I would always wonder when I would get around to writing about Kobe Bryant. After all, he is my idol. He is the reason why I love the game of Basketball, why I watch it almost every day. He has made the biggest influence on my life outside of my immediate family. I imagined an article that would make sense of his career, a career that is so misunderstood. A career that was so accomplished, yet so many tried to diminish. He was so loved by many, and yet so hated by others. I wanted to try and make sense of all of it.. eventually. One day, I’ll write about his playing career. Today is not that day. I never thought I’d be writing about Kobe Bryant in the past tense.

Kobe and Shaq in 2003.

There was a presence that surrounded Kobe Bryant that transcended beyond the game of basketball. When Kobe came to town, you felt it. When you watched him play, you couldn’t take your eyes off him. His skills on both of the sides of the ball cannot be understated. His competitiveness was otherworldly. The Kobe Face? Legendary. The Mamba Mentality? Transcending not just basketball, but sports. He was larger than life. Even in death, he made the world stand still. His best moments on the court-81 points in 2006, 62 points through 3 quarters against a Mavericks team that reached the Finals in 2005, 61 in MSG in 2009, beating the Celtics to capture his fifth and last championship in 2010. Those moments come to mind immediately, and yet that’s a short story compared to the totality of his career and his life.

What hurts the most is how content he seemed with retirement from his playing days, how happy he was to spend time with his daughters and wife more. He wins an Oscar less than two years after his retirement, something so ludicrous only Kobe would even think about, and yet he accomplished it. His mentoring of younger NBA players, defining a new generation by inviting them to The Mamba Academy was something to behold. He was such an advocate for women’s sports, not just Basketball, attending sporting events with his daughters constantly. He coached his 13 year old daughter Gianna’s team, and he was ready to brag about her to whoever was willing to listen. He was going to make his post-playing career just as big as his Basketball career, and he was going to do it his way.

Kobe with his wife Vanessa, and his Three daughters Gianna, Bianka, Natalia.

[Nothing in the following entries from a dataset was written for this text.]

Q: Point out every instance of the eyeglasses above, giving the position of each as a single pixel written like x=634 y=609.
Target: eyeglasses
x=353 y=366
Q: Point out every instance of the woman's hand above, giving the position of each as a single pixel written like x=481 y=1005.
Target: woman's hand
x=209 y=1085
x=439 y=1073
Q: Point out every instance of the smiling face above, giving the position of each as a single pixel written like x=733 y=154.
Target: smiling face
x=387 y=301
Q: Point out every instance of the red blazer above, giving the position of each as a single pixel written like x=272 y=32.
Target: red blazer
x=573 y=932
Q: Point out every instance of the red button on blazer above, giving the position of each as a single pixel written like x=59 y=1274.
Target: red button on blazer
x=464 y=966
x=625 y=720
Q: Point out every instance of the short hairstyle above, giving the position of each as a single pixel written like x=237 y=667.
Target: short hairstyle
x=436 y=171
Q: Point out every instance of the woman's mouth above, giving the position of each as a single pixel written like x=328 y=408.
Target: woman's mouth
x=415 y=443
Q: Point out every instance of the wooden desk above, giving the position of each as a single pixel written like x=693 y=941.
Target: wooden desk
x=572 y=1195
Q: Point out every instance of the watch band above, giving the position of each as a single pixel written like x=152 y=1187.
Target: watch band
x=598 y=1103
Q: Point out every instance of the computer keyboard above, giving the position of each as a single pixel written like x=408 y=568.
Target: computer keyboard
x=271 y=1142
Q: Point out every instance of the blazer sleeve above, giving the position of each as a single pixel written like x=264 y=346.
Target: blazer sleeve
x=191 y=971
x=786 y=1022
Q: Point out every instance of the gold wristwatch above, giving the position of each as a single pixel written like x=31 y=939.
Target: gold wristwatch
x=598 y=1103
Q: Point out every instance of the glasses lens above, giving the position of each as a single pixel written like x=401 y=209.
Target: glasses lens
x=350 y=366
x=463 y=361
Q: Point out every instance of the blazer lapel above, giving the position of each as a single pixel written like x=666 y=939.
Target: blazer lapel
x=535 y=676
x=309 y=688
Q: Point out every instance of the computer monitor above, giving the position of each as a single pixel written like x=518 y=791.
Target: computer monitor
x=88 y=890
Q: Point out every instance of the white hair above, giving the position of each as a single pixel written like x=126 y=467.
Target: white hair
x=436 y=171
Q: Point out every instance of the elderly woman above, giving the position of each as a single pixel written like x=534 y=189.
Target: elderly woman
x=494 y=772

None of this still feels real. It’s all so heartbreaking. None of it makes sense. Ever cry so much it feels like you ran out of tears? He was immortal. He made two free throws on a torn achilles. It hurts to even think about the possibility, that in actuality, is a reality. I pray for Vanessa, the three girls, and the families who lost their loved ones in this tragic accident. We were supposed to see Kobe become a billionaire and for him to share his wisdom for years to come. We were supposed to see Gianna become the face of the WNBA. That’s how the dominoes were falling. We will never see another Kobe Bryant interview, or him breaking down another players game tape.

My biggest regret is that all the outpouring of love he received in the shock of his death, he never fully received while he was alive. I don’t ever want to have another Kobe Bryant debate about how good he was, or where he ranks on the all-time list, at least not for a long time. It all just feels so silly now. I just want to think about all the good moments and all the memories he left, not just me, but whoever has picked up a basketball because of him. I will miss him every single day, and Basketball will never be the same without him. 41 years seems like a short time, but Kobe Bryant lived a life so full he fulfilled three normal lifetimes. The Mamba Mentality will live on through his life, and his influence on basketball players will be passed down for generations to come.